Australian stars are mourning one of the pioneers of the Australian music industry, Glenn Wheatley.
Wheatley, who managed high-profile entertainers such as John Farnham and Delta Goodrem during his career, reportedly died after being hospitalised with COVID-19. He was 74.
The Queensland-born Wheatley was bassist for The Masters Apprentices in the 1960s, playing on the hits Turn Up Your Radio and Because I Love You.
He established the Wheatley Organisation in 1975 and became manager of Little River Band.
Little River Band founding member Glenn Shorrock told ABC Breakfast it was a sad day for Australian music.
“We first met back in the mid ’60s, he came from Brisbane and I came from Adelaide with the Twilights. The Masters Apprentices, he played bass for them, not very well I might add,” he said.
Shorrock said his old friend was passionate about Australian music and thought musicians were getting a raw deal.
“He fought for better royalty rates and more money for struggling musicians and because of people like him, we have what they call an industry now, rather than a hobby.”
Wheatley famously mortgaged his house to bankroll Farnham’s 1986 comeback album Whispering Jack, which went on to become one of the biggest-selling Australian albums of all time.
The album would revitalise Farnham’s career and the last song added to it – You’re The Voice – became an Australian pop anthem.
After mixing the initial version of the song, Wheatley was left flat so Farnham jumped back in the recording booth.
“He sang the livin’ bejesus out of it,” Wheatley said in an oral history published in 2014.
Farnham led the tributes on Wednesday, describing it as “devastating news”.
“There are no words, our hearts are broken,” he wrote.
Singer and producer David Campbell said Wheatley was “a lovely man”, and described his legacy with Farnham as remarkable.
Shorrock said Wheatley was a generous man who negotiated some great deals for musicians.
“His goal was similar to mine, to make great music in Australia and take it to the world, he did that in spades,” he said.
Entertainment reporter Richard Wilkins said Wheatley was one of three key Australian music industry pioneers who had died in the past year, including INXS manager Chris Murphy and Mushroom record founder Michael Gudinski.
“He was one of the founding fathers of the Australian music industry,” Wilkins told Sydney radio 2GB.
Later, Wilkins broke down on Nine’s Today as he spoke of his grief.
“I’m really, really sad,” he said.
“He was a couple of weeks with this insidious disease … It brings it all home, doesn’t it? I don’t think anyone in the Australian music business has had any sleep. Overnight, everyone has been texting and phoning each other.”
Wheatley also managed Goodrem, helping launch her 2003 debut Innocent Eyes.
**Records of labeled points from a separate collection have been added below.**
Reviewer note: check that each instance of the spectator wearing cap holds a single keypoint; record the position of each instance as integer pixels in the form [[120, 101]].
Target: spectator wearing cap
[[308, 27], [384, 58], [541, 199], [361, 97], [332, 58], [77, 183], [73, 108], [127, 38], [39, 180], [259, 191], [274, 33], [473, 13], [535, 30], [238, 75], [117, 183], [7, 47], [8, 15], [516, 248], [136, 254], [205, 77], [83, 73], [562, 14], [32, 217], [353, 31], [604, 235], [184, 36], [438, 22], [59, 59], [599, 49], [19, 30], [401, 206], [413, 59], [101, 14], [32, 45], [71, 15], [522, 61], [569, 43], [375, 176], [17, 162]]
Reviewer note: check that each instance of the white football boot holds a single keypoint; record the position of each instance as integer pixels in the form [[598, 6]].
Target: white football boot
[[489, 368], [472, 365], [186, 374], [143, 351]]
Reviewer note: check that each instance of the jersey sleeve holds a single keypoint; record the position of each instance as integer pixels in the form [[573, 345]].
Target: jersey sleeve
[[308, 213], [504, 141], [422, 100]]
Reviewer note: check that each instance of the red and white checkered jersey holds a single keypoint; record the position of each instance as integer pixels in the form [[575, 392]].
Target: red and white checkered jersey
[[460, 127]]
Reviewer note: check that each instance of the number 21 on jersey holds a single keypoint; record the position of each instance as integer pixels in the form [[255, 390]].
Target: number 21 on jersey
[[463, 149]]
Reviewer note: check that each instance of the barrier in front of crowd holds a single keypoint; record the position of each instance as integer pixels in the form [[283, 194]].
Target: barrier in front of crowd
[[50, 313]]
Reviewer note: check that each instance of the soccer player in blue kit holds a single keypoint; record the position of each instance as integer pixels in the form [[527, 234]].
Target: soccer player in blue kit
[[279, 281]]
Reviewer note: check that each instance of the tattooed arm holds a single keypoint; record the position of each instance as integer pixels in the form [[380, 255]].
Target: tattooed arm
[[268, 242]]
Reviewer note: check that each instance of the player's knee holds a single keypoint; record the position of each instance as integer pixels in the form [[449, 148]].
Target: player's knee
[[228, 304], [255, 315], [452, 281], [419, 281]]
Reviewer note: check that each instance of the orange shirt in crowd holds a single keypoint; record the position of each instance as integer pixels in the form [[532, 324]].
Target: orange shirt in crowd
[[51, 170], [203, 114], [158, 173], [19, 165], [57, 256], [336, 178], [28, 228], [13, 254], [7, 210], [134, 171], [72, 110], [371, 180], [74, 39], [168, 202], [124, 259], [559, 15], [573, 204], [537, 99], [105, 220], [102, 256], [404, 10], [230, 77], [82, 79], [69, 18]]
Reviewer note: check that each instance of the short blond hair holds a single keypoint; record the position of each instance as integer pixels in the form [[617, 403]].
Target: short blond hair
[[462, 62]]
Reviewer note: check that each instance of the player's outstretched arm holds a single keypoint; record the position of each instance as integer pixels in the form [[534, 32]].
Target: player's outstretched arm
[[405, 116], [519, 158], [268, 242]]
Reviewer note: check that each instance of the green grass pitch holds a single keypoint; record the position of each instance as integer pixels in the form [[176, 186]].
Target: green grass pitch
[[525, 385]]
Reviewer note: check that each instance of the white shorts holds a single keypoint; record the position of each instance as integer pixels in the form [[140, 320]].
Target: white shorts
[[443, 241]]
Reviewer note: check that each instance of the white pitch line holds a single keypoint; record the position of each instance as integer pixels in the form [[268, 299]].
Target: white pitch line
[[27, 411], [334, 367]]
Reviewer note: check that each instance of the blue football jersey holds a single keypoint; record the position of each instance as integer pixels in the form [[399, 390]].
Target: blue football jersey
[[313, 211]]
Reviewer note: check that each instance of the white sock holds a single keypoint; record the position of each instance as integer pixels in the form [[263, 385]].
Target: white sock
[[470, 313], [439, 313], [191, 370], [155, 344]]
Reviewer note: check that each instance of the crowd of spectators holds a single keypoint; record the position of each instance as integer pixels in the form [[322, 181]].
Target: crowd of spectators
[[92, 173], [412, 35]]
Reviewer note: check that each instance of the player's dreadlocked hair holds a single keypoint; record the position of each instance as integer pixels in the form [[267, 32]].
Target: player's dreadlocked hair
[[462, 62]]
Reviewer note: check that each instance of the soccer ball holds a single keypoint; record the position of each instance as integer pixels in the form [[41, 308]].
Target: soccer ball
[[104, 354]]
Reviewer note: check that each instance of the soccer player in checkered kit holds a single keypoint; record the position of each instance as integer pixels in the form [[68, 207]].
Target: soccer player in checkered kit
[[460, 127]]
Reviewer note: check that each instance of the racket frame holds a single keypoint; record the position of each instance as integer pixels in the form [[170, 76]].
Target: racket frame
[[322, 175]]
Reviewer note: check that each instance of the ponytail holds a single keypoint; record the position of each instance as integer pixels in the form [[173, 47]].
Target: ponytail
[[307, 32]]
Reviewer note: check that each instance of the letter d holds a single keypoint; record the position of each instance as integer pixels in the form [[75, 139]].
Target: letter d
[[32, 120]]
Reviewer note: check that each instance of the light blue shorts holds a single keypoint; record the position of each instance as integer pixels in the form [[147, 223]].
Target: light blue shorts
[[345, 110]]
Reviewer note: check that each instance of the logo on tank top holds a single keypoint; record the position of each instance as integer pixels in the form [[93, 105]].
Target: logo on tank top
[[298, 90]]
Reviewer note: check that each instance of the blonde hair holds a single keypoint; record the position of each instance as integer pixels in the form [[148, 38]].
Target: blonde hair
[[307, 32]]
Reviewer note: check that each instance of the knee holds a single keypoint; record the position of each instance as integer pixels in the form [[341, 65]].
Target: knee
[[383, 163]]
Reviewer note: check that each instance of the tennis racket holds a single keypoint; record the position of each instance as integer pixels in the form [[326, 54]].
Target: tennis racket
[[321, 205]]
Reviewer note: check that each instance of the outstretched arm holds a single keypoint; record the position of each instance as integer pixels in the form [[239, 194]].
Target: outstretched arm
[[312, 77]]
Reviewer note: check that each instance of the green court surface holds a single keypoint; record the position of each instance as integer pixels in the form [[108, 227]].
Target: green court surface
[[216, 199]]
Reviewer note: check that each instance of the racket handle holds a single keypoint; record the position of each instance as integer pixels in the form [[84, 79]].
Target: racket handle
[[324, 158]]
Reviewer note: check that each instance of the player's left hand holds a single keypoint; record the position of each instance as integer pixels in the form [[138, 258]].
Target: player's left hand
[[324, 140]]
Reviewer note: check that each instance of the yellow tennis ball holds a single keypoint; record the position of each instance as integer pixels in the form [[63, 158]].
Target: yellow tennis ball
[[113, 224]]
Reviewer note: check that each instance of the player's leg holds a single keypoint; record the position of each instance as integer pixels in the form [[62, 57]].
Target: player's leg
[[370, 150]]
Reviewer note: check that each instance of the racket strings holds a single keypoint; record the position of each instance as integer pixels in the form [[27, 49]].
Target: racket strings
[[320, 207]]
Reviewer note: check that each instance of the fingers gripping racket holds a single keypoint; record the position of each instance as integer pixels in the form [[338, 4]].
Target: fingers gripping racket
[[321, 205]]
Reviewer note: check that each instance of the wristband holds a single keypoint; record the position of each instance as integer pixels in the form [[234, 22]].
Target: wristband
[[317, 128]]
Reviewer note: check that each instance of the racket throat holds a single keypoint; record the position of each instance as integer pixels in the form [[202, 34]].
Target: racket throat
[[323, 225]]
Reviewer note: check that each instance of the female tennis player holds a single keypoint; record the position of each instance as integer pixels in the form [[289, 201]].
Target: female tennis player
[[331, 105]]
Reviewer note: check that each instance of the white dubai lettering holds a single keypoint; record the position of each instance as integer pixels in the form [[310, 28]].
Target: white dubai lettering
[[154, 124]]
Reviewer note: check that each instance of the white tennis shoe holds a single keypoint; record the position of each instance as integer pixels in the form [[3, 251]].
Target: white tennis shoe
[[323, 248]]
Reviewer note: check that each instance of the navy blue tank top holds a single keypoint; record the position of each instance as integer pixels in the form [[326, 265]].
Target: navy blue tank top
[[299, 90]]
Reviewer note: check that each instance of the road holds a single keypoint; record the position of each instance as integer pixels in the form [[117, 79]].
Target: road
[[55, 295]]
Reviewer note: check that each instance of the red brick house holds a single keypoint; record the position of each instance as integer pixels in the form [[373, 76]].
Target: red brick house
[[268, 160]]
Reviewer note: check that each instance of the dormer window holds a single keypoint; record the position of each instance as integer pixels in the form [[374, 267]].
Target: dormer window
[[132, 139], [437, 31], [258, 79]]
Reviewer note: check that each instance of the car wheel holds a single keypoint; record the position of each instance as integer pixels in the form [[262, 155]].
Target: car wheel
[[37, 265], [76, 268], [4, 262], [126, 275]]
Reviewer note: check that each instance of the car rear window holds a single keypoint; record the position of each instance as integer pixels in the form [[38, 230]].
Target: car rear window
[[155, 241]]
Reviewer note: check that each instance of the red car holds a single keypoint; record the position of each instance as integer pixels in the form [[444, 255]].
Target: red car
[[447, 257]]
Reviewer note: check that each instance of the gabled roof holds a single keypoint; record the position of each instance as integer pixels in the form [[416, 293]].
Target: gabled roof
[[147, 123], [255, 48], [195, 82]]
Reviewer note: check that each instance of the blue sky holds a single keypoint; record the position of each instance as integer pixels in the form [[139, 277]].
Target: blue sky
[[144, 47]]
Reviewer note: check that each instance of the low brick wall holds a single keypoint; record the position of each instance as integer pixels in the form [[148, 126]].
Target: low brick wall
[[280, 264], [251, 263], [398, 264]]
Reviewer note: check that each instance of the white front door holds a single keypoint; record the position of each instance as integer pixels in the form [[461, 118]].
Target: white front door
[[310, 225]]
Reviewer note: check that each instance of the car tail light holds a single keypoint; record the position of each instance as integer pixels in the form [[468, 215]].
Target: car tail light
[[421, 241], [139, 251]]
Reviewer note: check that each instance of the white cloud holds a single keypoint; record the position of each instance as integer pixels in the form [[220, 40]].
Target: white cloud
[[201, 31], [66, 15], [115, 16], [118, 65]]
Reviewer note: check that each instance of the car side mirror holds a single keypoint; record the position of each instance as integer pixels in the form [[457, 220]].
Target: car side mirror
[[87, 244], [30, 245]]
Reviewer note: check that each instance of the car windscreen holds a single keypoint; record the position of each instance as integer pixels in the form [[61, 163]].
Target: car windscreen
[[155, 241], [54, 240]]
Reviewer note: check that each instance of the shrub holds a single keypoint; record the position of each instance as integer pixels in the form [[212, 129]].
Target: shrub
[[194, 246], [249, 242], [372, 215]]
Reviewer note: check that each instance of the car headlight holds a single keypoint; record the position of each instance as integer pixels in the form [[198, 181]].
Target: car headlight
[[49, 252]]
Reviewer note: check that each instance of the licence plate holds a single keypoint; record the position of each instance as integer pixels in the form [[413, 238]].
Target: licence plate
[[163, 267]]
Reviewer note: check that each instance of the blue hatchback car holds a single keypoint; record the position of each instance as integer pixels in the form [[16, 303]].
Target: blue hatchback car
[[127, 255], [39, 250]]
He spent about 10 months in jail in 2007 after pleading guilty to charges of tax evasion.
His life was a rollercoaster of extraordinary ups and downs and he “lost everything” after investing in a nightclub just before the global financial crisis, leading him to living in his in-laws’ house.
However, Wheatley was always positive and the ultimate deal maker.
“He always had a deal going on – it was always going to be the next biggest thing,” Wilkins said.
The Masters Apprentices said on Facebook that Wheatley had “left his mark forever on Australian Music”.
“We are deeply saddened by the passing of Glenn Wheatley,” the band posted on Facebook.
“We will miss him greatly. Our deepest sympathies to his wife Gaynor, son Tim and daughters Samantha and Kara.
“Always a Masters Apprentice! With thoughts, memories and love – Brian, Mick, Gavin, Rick, Craig and Bill.”
Kate Ceberano paid tribute to Wheatley on Twitter.
“Glenn the rock n roller, the rascal, the dreamer, the hustler, the optimist, the manager, the visionary. Deepest condolences to the Wheatley family, Glenn the great!”
Singer Marcia Hines also posted her condolences.
“I woke to the sad news that Glenn Wheatley has passed away. My condolences to his wife Gaynor, and all of his family, during this ever so sad time,” she wrote.
“May he Rest In Peace.”
Tracy Grimshaw, host of A Current Affair, remembered him as “the nicest, most funny, loyal, smart man”.
“his was a life lived well and fully, but way too short,” she wrote.